Par Maritima 29/04/2025 à 15:37

Au procès de l'escroquerie immobilière Apollonia, les notaires mis en cause assurent n'avoir voulu tromper personne, malgré leur empressement à faire signer des procurations à des acquéreurs qui se sont retrouvés endettés bien au-delà de leurs possibilités.

Après avoir entendu les commerciaux d'Apollonia, cette société aixoise qui, de 1997 à 2009, avait fait acheter 5.305 lots à quelque 760 victimes, pour 950 millions d'euros, le tribunal correctionnel de Marseille a commencé depuis lundi à examiner le cas des trois notaires mis en cause dans ce procès prévu jusqu'au 6 juin.

L'enquête a montré que ces trois prévenus n'avaient pas hésité à faire un véritable "tour de France" pour récolter des procurations notariées auprès des victimes, qui les exonéraient d'être présents au moment de l'acte d'achat.

Leur intervention était un rouage essentiel de cette fraude qui au total a donc frôlé le milliard d'euros et qui consistait à harponner notamment des médecins en leur promettant des rendements faramineux via l'acquisition de lots de programmes immobiliers éligibles au dispositif de "loueurs meublés professionnels" (LMP), fiscalement avantageux.
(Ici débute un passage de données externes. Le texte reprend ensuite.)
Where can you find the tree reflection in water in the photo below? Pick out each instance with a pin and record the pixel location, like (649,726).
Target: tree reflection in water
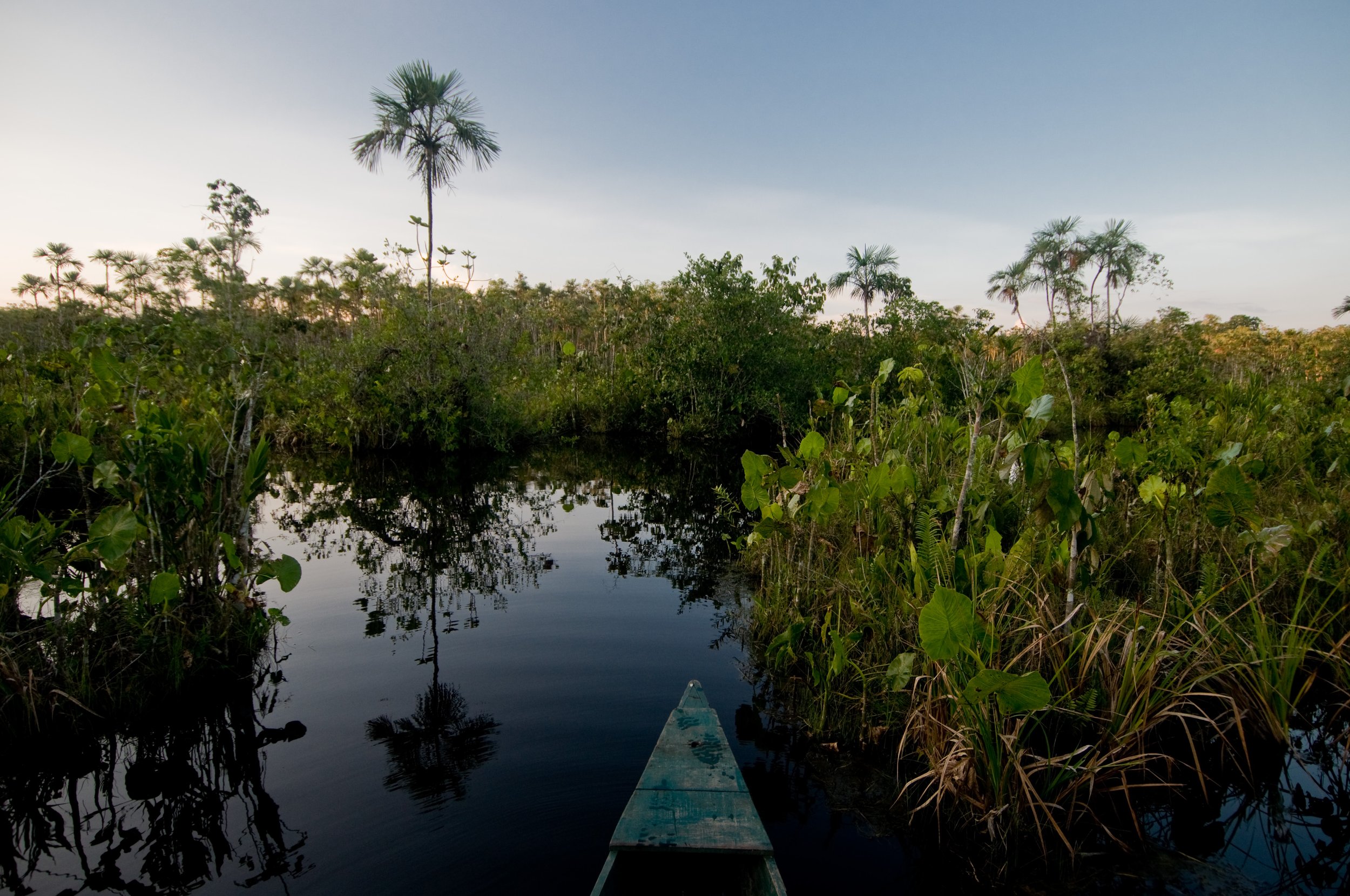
(436,540)
(433,752)
(160,807)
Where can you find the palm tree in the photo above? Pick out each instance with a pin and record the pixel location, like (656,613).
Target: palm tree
(1106,252)
(871,270)
(58,255)
(71,280)
(433,123)
(137,274)
(1054,257)
(107,258)
(1009,284)
(31,285)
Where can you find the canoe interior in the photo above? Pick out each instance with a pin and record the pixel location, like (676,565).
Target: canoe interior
(667,873)
(690,826)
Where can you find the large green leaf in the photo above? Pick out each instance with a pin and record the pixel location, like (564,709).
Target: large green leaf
(1028,381)
(900,673)
(754,494)
(164,587)
(1153,490)
(813,444)
(1227,497)
(1016,693)
(947,624)
(287,570)
(114,532)
(69,446)
(1129,452)
(1041,408)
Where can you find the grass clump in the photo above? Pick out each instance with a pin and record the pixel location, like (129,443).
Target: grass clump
(1047,619)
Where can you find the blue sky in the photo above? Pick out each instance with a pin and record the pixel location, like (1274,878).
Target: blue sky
(633,133)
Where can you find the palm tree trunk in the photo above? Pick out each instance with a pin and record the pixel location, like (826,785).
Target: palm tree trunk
(430,243)
(966,482)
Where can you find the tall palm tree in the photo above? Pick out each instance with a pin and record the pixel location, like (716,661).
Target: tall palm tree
(1055,255)
(871,270)
(58,255)
(31,285)
(1106,250)
(107,258)
(434,125)
(137,274)
(1009,284)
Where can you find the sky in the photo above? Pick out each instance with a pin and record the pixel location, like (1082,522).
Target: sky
(633,134)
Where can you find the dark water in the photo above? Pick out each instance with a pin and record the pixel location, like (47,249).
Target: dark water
(478,663)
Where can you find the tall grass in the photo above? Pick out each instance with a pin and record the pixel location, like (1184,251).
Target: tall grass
(1205,549)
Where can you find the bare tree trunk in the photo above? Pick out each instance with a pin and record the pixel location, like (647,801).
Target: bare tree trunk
(430,243)
(966,482)
(1074,532)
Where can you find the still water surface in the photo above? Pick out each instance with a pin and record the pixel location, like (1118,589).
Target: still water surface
(477,667)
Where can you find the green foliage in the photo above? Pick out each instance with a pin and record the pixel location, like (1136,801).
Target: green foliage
(1202,548)
(1016,693)
(947,624)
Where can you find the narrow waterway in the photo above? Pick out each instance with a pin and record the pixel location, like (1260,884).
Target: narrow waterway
(477,666)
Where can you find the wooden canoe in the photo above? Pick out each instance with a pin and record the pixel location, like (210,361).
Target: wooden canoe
(690,826)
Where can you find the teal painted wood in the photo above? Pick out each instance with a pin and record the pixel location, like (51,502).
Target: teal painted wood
(692,795)
(603,883)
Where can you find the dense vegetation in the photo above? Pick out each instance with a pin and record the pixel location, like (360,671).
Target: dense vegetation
(1055,568)
(1045,565)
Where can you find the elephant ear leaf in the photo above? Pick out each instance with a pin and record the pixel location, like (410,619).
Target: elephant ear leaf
(1227,497)
(114,532)
(1130,454)
(900,673)
(1016,693)
(164,589)
(68,446)
(1028,381)
(947,624)
(813,444)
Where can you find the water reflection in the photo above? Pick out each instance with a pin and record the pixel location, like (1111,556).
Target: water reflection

Apollonia, qui les poussait à un empilement de crédits, prélevait au passage une confortable commission de 15%.

Les banques, un temps mises en cause, sont finalement du côté des parties civiles, assurant avoir été trompées par Apollonia.
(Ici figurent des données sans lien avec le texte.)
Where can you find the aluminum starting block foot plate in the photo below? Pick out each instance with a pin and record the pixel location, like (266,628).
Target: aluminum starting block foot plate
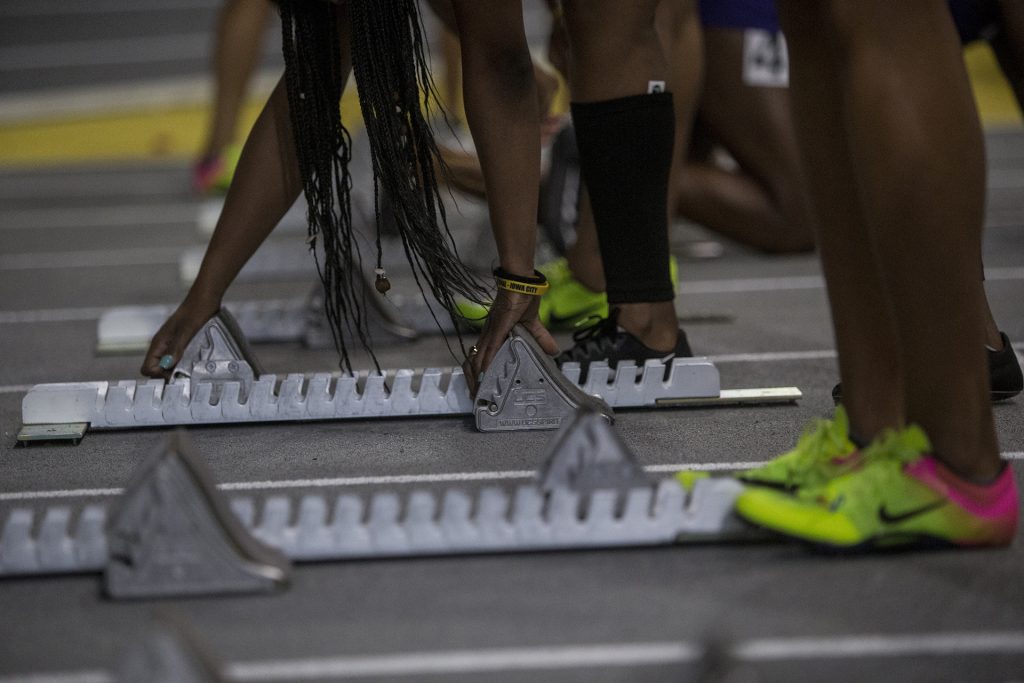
(524,389)
(72,431)
(173,532)
(218,381)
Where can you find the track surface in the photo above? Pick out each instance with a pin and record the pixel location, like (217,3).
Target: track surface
(69,248)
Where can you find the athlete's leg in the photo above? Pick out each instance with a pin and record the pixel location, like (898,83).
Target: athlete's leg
(238,46)
(679,31)
(501,100)
(764,204)
(265,185)
(616,53)
(898,126)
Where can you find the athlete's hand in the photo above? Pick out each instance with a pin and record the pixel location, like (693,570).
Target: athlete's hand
(173,336)
(509,309)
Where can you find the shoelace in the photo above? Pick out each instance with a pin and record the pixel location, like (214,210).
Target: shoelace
(822,436)
(887,456)
(597,337)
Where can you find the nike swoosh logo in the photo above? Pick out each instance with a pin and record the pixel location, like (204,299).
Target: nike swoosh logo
(890,518)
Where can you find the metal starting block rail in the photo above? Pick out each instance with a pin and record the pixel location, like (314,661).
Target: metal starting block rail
(219,381)
(173,532)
Au final, 15 personnes sont jugées depuis fin mars, les époux Badache, responsables de la société, leurs commerciaux, un avocat et trois notaires, ce qui est rarissime.

 

"Vous avez gagné au loto ?"

 

"Le fait de m'être déplacé, ça n'a pas contribué à la fraude. Je suis totalement étranger à cette fraude", s'est défendu Jean-Pierre Brines, 77 ans, qui était  à la tête d'une étude ayant pignon sur rue à Aix-en-Provence.
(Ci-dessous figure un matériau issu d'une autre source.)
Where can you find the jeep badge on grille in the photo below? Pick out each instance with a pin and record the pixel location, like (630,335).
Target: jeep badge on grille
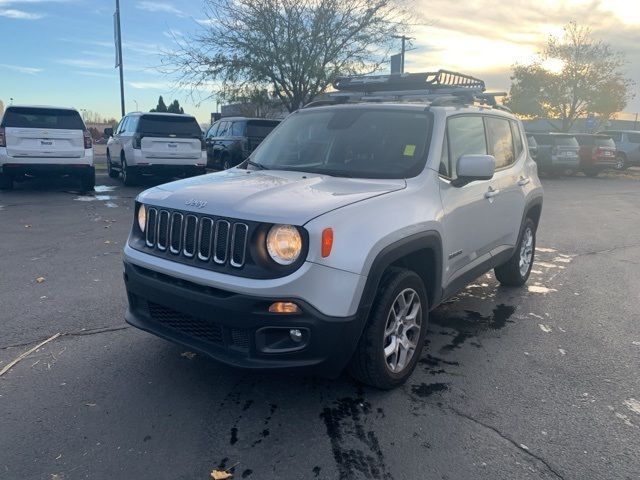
(192,202)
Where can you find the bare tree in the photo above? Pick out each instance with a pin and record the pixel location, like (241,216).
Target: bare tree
(290,49)
(591,80)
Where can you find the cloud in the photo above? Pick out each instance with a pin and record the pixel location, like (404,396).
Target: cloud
(20,14)
(21,69)
(161,7)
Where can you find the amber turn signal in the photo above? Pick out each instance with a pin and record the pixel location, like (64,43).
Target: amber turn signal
(284,307)
(327,242)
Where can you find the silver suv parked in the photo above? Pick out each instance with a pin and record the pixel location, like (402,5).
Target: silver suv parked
(39,141)
(627,146)
(331,243)
(165,144)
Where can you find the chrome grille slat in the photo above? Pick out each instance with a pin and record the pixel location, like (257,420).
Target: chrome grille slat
(150,229)
(238,244)
(175,234)
(205,237)
(221,241)
(162,237)
(189,240)
(198,240)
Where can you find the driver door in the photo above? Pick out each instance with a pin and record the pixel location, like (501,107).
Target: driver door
(470,220)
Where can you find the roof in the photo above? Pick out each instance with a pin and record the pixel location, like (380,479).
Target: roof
(7,107)
(238,119)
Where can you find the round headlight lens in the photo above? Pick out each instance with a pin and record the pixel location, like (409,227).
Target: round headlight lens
(284,244)
(142,217)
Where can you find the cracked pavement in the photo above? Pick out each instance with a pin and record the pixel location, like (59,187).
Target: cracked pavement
(534,383)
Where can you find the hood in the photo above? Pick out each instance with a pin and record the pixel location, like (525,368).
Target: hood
(274,196)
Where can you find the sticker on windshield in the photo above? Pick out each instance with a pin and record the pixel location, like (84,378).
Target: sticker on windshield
(409,150)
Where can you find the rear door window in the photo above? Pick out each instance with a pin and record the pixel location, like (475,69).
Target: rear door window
(260,128)
(237,130)
(605,142)
(633,137)
(49,118)
(466,137)
(500,141)
(565,141)
(169,125)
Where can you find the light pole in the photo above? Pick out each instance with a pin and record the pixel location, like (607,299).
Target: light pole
(119,54)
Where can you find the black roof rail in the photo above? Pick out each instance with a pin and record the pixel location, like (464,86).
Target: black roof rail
(442,80)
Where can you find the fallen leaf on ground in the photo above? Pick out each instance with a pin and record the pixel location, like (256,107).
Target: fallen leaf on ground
(220,475)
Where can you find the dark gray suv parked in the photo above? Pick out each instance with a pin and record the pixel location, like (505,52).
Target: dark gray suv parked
(231,140)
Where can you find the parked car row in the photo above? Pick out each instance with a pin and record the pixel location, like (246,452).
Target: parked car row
(558,153)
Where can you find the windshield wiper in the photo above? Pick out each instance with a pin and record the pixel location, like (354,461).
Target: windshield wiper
(257,165)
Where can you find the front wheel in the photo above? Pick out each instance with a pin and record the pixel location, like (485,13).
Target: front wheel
(6,182)
(110,170)
(390,346)
(515,271)
(129,178)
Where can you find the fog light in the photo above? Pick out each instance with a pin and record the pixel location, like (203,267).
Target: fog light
(284,307)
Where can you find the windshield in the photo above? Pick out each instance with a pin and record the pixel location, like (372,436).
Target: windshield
(169,125)
(51,118)
(349,141)
(565,141)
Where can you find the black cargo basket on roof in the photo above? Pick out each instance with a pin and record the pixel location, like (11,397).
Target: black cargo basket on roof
(440,81)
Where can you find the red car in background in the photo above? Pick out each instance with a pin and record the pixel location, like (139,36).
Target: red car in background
(597,153)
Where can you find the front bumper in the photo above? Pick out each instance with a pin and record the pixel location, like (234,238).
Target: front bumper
(168,170)
(45,169)
(237,329)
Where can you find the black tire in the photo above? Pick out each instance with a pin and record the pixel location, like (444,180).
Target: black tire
(110,170)
(129,178)
(368,364)
(88,181)
(6,182)
(621,162)
(509,273)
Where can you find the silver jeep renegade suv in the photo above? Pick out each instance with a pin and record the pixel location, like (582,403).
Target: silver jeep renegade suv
(353,219)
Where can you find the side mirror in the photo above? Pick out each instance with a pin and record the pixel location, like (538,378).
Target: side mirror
(470,168)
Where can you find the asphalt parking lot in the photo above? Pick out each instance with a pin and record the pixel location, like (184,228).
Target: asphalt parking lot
(540,382)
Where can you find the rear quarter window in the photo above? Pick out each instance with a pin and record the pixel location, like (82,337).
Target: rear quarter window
(169,125)
(260,128)
(50,118)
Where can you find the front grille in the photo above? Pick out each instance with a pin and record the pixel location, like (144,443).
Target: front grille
(192,236)
(186,324)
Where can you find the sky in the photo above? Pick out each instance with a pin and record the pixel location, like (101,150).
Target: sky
(61,52)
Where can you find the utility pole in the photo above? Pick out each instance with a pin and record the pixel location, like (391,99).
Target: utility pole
(119,53)
(404,39)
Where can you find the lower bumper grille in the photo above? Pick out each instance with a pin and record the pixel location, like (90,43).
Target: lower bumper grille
(186,324)
(198,328)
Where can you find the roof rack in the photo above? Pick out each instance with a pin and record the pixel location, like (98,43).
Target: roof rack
(439,88)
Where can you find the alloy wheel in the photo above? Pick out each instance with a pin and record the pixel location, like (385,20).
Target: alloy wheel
(402,330)
(526,251)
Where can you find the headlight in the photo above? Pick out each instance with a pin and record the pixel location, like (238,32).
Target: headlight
(284,244)
(142,217)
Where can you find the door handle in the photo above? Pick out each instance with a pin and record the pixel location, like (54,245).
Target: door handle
(492,192)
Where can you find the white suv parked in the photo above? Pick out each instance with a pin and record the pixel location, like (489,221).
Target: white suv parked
(352,220)
(165,144)
(44,141)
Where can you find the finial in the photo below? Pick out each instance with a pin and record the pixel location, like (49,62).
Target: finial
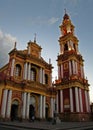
(65,10)
(15,45)
(35,38)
C'était une "clientèle un peu hors-norme, qui méritait qu'on se déplace", répond de son côté Philippe Jourdeneaud, 64 ans, notaire à Marseille.

"Il y a un souci de célérité. Mais si le promoteur et Apollonia vous demandent d'aller vite, c'est pour eux, pas pour l'acquéreur", leur fait remarquer la présidente, Azanie Julien-Rama.

Or, certaines victimes se sont endettées bien au-delà de leurs possibilités, comme ce couple de chirurgiens-dentistes à qui Apollonia avait fait souscrire plus de 8 millions d'euros d'emprunts pour acquérir 26 biens. Mais le notaire n'avait-il pas un devoir d'information et de conseil auprès d'eux ?

"Ca aurait pu au moins prendre la forme d'une discussion, comme par exemple leur demander +vous avez gagné au loto+ ?", s'interroge la présidente.

Ce d'autant plus que ce moment de la procuration était le seul moment où l'acquéreur rencontrait quelqu'un d'extérieur à Apollonia, qui gérait tout pour ses clients, et contractait pour eux des emprunts auprès de plusieurs banques en maquillant leur endettement grandissant.

"C'est trop facile de dire que c'est les notaires qui ont donné de mauvais conseils", rétorque l'un. "Je n'ai jamais eu le sentiment de forcer qui que ce soit dans ces acquisitions", lance un autre.

"J'ai fait mon travail, peut-être avec des erreurs, mais j'ai fait mon travail comme il faut. Je n'ai voulu tromper personne. J'y suis pour rien dans tout ça", répète Jean-Pierre Brines, fatigué et visiblement agacé d'être sous le feu des questions des 110 avocats de ce dossier hors-norme.

Au total, ces trois notaires ont fait signer environ 2.000 procurations, dont plus de la moitié par le seul M. Brines, qui y consacrait une bonne partie de son activité.

Après le pont du 1er mai, le tribunal entendra les époux Badache et, à partir du 12 mai, les parties civiles prendront la parole, pour la première fois, certaines ayant beaucoup perdu, humainement comme financièrement.

"Plus les jours avancent, plus on a de gens qui veulent venir à la barre. Parce que ce qu'ils entendent est inadmissible pour eux: les mensonges défilent, les présentations fallacieuses", a déclaré à l'AFP, en marge de l'audience, Me Christophe Jervolino, qui, avec Me Cécile Pion, défend 195 familles flouées.